Bigio Belgio

Creato il 22 novembre 2011 da Ilpescatorediperle
Qualche settimana addietro sembrava fatta: problemi risolti, accordo trovato, governo pronto. Con evidente esagerazione, si poteva addirittura pensare ad un modello-Belgio per i problemi ben più gravi tra israeliani e palestinesi (evitando di considerare l'incommensurabile distanza tra la gauffre e il pane azzimo). E invece niente. Ieri il premier incaricato Elio di Rupo (cognome non beneaugurante, già) si è dimesso nelle mani del re del Belgio Alberto II. Oggi ricominciano le consultazioni. Sono più di cinquecento giorni, dopo le elezioni, che non si trova il modo di formare un nuovo ministero. Il paese è un fazzoletto. A uno che, tempo fa, di una città diceva: "Ma si trova a solo 30 km da Bruxelles", un altro rispondeva "Ma tutto qui si trova a solo 30 km da Bruxelles". Eppure quando prima di arrivare qui chiesi ad un amico belga di spiegarmi meglio la divisione del paese, domandando se avrei potuto spostarmi liberamente tra una zona e l'altra, scherzavo. E lui, nel rispondermi: "Certo, non c'è ancora la guerra civile" di sicuro pensava ad una boutade.Fiamminghi e valloni, socialisti e liberali, federalisti e regionalisti, ricchi e poveri (sarà quest'ultima, alla fin fine, la questione che conta?). Divisione per divisione, si finisce per litigare sulle cose più ovvie, come il bilancio dello Stato (del resto noi lo sappiamo che di rendiconto talvolta si può morire.

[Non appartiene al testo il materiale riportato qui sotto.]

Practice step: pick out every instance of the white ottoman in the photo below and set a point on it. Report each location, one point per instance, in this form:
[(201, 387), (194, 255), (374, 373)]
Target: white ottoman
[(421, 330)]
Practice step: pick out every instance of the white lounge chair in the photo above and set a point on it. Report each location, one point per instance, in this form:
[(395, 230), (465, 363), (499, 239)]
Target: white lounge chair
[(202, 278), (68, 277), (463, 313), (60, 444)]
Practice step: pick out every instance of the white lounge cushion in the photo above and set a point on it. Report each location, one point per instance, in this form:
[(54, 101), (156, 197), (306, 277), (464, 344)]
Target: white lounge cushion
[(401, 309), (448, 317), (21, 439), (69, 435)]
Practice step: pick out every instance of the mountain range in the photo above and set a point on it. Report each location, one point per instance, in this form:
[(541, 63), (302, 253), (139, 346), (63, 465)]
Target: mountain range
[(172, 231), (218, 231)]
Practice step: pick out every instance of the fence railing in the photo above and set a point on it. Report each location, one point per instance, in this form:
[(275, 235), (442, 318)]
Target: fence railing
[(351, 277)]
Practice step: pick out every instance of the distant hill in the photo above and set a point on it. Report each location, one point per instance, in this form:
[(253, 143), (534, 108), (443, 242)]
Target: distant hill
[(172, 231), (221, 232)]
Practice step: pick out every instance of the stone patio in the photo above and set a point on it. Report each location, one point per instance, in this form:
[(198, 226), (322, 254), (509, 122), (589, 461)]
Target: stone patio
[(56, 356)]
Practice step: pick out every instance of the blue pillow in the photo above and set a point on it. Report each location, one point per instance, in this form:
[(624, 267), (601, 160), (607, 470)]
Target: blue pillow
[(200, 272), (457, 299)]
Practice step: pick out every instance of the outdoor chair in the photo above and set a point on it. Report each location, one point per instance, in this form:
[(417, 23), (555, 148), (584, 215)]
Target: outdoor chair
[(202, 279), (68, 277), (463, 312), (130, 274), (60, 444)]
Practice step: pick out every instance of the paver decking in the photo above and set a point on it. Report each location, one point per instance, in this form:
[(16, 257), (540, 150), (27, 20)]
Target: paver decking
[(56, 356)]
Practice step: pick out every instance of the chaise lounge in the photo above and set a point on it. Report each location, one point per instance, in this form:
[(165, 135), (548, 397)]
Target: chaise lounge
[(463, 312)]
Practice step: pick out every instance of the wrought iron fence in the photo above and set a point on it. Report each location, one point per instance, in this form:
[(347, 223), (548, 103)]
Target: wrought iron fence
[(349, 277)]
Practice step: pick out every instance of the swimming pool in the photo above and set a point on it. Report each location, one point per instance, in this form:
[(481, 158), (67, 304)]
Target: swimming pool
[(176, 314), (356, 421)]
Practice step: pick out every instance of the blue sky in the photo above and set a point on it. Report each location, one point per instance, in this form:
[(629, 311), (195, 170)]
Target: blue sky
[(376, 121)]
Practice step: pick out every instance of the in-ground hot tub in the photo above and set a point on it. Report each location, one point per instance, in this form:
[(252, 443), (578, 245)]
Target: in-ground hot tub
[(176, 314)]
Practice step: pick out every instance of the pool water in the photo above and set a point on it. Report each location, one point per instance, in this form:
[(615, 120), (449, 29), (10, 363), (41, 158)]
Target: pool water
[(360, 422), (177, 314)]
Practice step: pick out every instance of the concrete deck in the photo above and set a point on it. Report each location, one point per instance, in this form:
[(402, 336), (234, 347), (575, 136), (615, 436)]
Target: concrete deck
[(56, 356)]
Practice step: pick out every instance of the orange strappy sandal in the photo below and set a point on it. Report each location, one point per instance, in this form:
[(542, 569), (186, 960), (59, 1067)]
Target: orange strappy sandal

Sopravviverà il Belgio? Certo ci sono dei brutti segni. Penso al luogo esatto in cui mi trovo ora, che fino a quarant'anni fa era in territorio fiammingo. Ma poiché un'università francofona parlava la lingua sbagliata, ecco la separazione consensuale e lo sdoppiamento: fiamminghi di qua, valloni di là. Ed eccoci finiti nel territorio "giusto". Insomma, convivere, specie in un territorio limitato (ma qui non ci sono problemi di sovraffollamento), non è facile. Ed evidentemente non basta il bilinguismo della capitale, con i cartelli in cui perfino l'ordine tra le due lingue principali è continuamente modificato, per non assegnare nessuna priorità, nemmeno per metamessaggio.
Scrive l'editorialista de Le Soir Béatrice Delvaux:
"Fate un accordo oggi e un governo domani. Altrimenti avrete provato la vostra inutilità, abbandonando a se stessi dei cittadini disperati. Non è un governo di tecnocrati, lo scatenarsi della speculazione o la messa sotto tutela da parte dell'Europa ciò che dobbiamo temere. Non, ciò che bisogna temere, con terrore, è l'esplosione del rifiuto della politica, la perdita di fiducia nella democrazia e lo scivolamento verso l'estrema destra. Se non mediante la nascita di un partito politico, almeno nello stato d'animo di una popolazione il cui disgusto e la cui impazienza aumentano e che non ne può più di una crisi politica senza uscita."Mi fa pensare che, alla fin fine, la crisi che stiamo vivendo è prima di tutto della democrazia, della politica (con la mente vado all'altra, ben più grave, notizia politica di questo momento: imorti di piazza Tahrir.). Forse non ci crediamo più, che possiamo trovare il modo di vivere insieme. E invece possiamo, maledizione se possiamo.